(DNAINFO) Murray Weiss | September 8, 2016 — Mark Rossini said the tragedy could have been avoided with better communication between the FBI and CIA.
Everyone has a 9/11 story.
The most heartbreaking accounts involve the loss of a loved one or close friend in the worst attack ever on America soil.
Mark Rossini has that. But his sorrow is compounded by a powerful emotion — guilt.
“It is the guilt of knowing that 9/11 100 percent did not have to happen,” said Rossini, a former top FBI agent who worked at the Central Intelligence Agency.
Fifteen years ago this Sunday, Rossini, the Bronx-born son of a blacksmith and social worker, was the FBI’s point man inside the CIA’s covert “Alec Station,” a specialized counter-terrorism and intelligence unit devoted solely to defeating Osama bin Laden and al Qaeda.

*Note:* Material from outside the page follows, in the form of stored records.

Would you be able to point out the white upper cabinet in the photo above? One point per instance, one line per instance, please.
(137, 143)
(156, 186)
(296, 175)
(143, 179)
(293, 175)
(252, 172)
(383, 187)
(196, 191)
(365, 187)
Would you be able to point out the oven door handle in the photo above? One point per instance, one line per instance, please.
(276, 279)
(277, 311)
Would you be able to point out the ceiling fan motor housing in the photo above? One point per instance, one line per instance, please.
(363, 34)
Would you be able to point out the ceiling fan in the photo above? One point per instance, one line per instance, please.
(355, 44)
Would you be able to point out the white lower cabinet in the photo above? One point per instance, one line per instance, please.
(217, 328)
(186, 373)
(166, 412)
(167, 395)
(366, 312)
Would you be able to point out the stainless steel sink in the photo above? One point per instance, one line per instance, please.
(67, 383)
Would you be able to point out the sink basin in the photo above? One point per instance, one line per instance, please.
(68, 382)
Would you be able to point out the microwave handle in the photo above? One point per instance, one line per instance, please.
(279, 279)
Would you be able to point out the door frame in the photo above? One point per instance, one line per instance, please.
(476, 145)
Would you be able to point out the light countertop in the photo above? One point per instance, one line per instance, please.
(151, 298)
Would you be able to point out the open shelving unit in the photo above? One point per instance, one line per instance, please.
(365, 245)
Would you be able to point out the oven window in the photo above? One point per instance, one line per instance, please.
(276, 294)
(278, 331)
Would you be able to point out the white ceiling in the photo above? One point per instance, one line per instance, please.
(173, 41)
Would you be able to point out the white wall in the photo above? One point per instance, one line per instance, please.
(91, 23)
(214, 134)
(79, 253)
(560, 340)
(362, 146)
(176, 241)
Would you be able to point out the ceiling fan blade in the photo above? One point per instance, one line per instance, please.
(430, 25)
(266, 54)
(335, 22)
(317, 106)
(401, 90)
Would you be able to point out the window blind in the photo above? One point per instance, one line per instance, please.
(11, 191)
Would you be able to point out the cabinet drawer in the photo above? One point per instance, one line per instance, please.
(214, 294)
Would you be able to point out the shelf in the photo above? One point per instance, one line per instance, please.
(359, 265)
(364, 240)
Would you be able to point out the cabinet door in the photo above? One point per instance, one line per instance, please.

Within two hours of the attack, the names of Khalid al-Mihdhar and Nawaf al-Hazmi showed up on the manifests of the hijacked jets that killed nearly 3,000 people.
The dead included Rossini’s cousin, a high school friend, his best friend’s mother-in-law and his beloved former FBI boss, John O’Neill, a bin Laden expert who had just taken a job as head of security at the World Trade Center.
Rossini was sickened at the sight of the two names because he knew the CIA was aware — for two years, it turned out — that the al Qaeda terrorists had been living in the United States and that the CIA had “purposely” never informed the FBI about them.